Disk space may be cheep but off-site backups are often slow so daily full-backups aren’t always the best option. Tar supports the highly efficient “incremental” backup scheme and it’s simple to use.
Take a look at the example below:
tar -czf backup-day-$(date +%w).tar.gz --listed-incremental=/root/tar.snapshot /etc
The first time you run the command above, a full backup will be created containing all files and directories in the “/etc” directory. Because the “/root/tar.snapshot” file doesn’t exist yet, the backup will include all files in the “/etc” directory. Once finished, the file “/root/tar.snapshot” will contain a list of files included in the archive.
The second time you run the above command (on a different day to the first time you ran it) a new archive will be created containing only files and directories that have changed since the first (previous) time. How does tar know what’s changed? It uses the “/root/tar.snapshot” file. When this archive is created, tar updates the “/root/tar.snapshot” with information about changed files.
The third time you run the above command (again, on a different day to the previous time), a new archive will be created containing only files and directories that have changed since the previous run. Again it uses the “/root/tar.snapshot” to keep track of which files need to be added to the new archive and which files don’t need to be added.

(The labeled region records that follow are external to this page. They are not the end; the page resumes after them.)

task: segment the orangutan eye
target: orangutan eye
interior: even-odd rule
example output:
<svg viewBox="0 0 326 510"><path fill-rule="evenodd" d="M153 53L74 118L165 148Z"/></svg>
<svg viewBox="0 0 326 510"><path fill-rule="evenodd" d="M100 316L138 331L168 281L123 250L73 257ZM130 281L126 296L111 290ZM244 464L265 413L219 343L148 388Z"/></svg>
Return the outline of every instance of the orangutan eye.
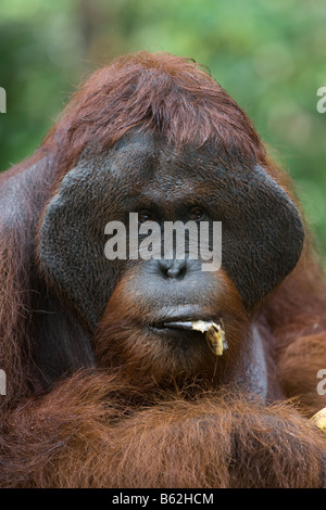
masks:
<svg viewBox="0 0 326 510"><path fill-rule="evenodd" d="M191 207L189 211L189 219L200 221L205 217L205 212L202 207Z"/></svg>
<svg viewBox="0 0 326 510"><path fill-rule="evenodd" d="M145 221L153 221L154 216L150 211L142 209L138 213L138 222L143 224Z"/></svg>

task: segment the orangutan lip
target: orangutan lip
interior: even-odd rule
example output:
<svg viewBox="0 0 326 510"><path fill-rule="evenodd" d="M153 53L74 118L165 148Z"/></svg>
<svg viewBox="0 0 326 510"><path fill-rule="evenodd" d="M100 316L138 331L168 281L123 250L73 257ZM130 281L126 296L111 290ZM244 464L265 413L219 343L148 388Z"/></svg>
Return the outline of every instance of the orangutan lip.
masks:
<svg viewBox="0 0 326 510"><path fill-rule="evenodd" d="M176 330L192 330L192 323L193 321L172 321L172 322L164 322L163 327L164 328L172 328Z"/></svg>
<svg viewBox="0 0 326 510"><path fill-rule="evenodd" d="M193 331L192 323L196 322L197 320L199 319L198 318L191 318L191 319L190 318L187 318L187 319L175 318L174 320L163 320L162 322L153 322L150 326L158 330L172 329L172 330Z"/></svg>

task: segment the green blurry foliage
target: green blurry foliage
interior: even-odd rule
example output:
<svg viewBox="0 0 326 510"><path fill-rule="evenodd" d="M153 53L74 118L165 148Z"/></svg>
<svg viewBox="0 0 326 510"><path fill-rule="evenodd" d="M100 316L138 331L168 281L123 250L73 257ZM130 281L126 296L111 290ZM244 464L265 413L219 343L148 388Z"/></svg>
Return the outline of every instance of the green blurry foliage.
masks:
<svg viewBox="0 0 326 510"><path fill-rule="evenodd" d="M80 79L120 54L195 59L253 119L326 255L324 0L2 0L0 170L30 155Z"/></svg>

On the first day of the week (perhaps Sunday or Monday), the “/root/tar.snapshot” file should be removed before the tar command is run. That way, a new full backup archive is created.
Consider the effect of overwriting the previous weeks full backup archive. The “incremental” backups will still exist with files that have changed over the past week but the full backup will include everything as of the time it was taken. Any file changed over the past week will be in the incremental backup archives.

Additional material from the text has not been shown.